Biofuels

About the Resources:

The ITRC’s Biofuels Team developed Technical and Regulatory Guidance, BIOFUELS-1. The Guidance document introduces biofuels, defining the scope of the potential environmental challenges by introducing biofuel fundamentals, current regulatory status, and future usage projections. The remainder of the guidance focuses on the differences between biofuels and conventional fuels, emphasizing how the differences can be used to evaluate potential biofuel release scenarios, release prevention, emergency response, fate and transport, site characterization, hazard evaluation, and remediation strategies.

Team Background:

When the team was formed, biofuels and biofuel blends were a relatively new category of renewable transportation fuels and are defined as liquid fuels, where blending components produced from renewable biomass feedstocks are used as alternative or supplemental fuels for internal combustion engines.
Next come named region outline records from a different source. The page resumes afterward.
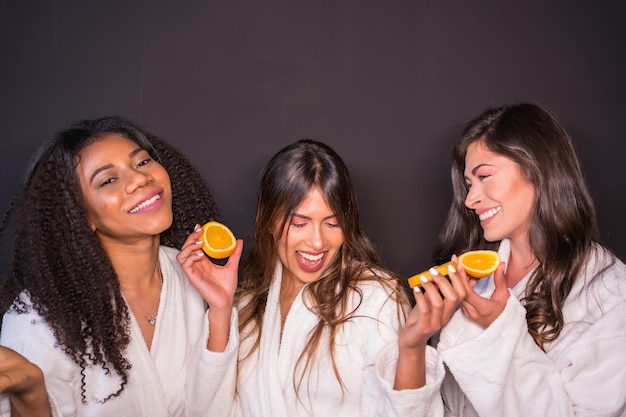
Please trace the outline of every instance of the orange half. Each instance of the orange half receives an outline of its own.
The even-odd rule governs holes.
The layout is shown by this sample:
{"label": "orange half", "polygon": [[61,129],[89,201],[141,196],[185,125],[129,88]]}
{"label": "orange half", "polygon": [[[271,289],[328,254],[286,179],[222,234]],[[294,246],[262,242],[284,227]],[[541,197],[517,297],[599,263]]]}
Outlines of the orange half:
{"label": "orange half", "polygon": [[235,251],[237,239],[231,230],[216,221],[202,226],[202,250],[214,259],[228,258]]}
{"label": "orange half", "polygon": [[500,256],[493,250],[474,250],[459,256],[459,263],[468,275],[474,278],[485,278],[500,265]]}

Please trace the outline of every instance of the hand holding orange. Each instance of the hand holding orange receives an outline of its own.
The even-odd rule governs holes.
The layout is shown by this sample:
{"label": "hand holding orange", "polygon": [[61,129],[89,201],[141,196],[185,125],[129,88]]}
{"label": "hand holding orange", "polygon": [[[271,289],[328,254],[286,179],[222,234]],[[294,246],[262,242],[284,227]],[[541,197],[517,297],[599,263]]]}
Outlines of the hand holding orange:
{"label": "hand holding orange", "polygon": [[210,221],[202,226],[202,250],[214,259],[228,258],[235,251],[237,239],[224,224]]}
{"label": "hand holding orange", "polygon": [[[485,278],[493,274],[498,265],[500,265],[500,256],[498,252],[492,250],[475,250],[461,254],[458,257],[458,263],[446,262],[445,264],[435,266],[434,268],[441,275],[448,275],[448,266],[452,265],[458,268],[461,265],[465,272],[473,278]],[[428,271],[421,272],[413,275],[408,279],[409,286],[411,288],[415,286],[421,286],[422,282],[420,278],[424,276],[429,281],[432,281],[432,277]]]}

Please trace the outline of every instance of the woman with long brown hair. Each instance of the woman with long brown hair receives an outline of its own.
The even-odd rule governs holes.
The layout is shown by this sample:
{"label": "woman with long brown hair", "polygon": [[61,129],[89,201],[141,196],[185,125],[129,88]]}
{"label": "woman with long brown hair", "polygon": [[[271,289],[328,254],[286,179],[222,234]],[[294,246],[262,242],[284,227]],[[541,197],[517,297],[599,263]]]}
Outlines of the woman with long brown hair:
{"label": "woman with long brown hair", "polygon": [[[452,159],[436,260],[497,249],[440,334],[449,415],[623,416],[626,267],[598,241],[572,140],[546,107],[486,110]],[[472,288],[473,287],[473,288]]]}
{"label": "woman with long brown hair", "polygon": [[[181,252],[191,261],[195,239]],[[361,226],[339,155],[314,140],[283,148],[261,179],[235,300],[238,356],[231,335],[216,362],[238,361],[237,375],[223,381],[214,412],[233,412],[234,395],[242,416],[442,415],[443,365],[427,341],[458,308],[463,284],[438,285],[424,283],[411,310]]]}

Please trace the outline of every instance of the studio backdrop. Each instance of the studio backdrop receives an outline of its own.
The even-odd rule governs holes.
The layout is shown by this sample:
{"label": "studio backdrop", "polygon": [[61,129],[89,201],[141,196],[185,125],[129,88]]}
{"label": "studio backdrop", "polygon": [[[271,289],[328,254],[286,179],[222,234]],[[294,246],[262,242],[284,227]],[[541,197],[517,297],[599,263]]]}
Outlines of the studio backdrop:
{"label": "studio backdrop", "polygon": [[315,138],[408,276],[431,265],[463,125],[537,101],[626,259],[625,20],[617,1],[0,1],[0,208],[44,138],[121,115],[187,155],[249,242],[262,167]]}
Furthermore, their manufacture and consumption were increasing, in part, due to usage mandates and incentives both in the United States and abroad. The expanded use of biofuel and biofuel blends increased the potential frequency of releases due to their increased manufacture, transportation, storage, and distribution. Because biofuels differ from conventional fuels with respect to their physical, chemical, and biological properties, their introduction posed challenges with respect to understanding the potential impacts of releases on the environment. Specifically, once released into the environment, these fuels will exhibit different environmental behaviors compared to conventional fuels that are either already known and documented in literature or reasonably projected based on their physical, chemical, and biological properties.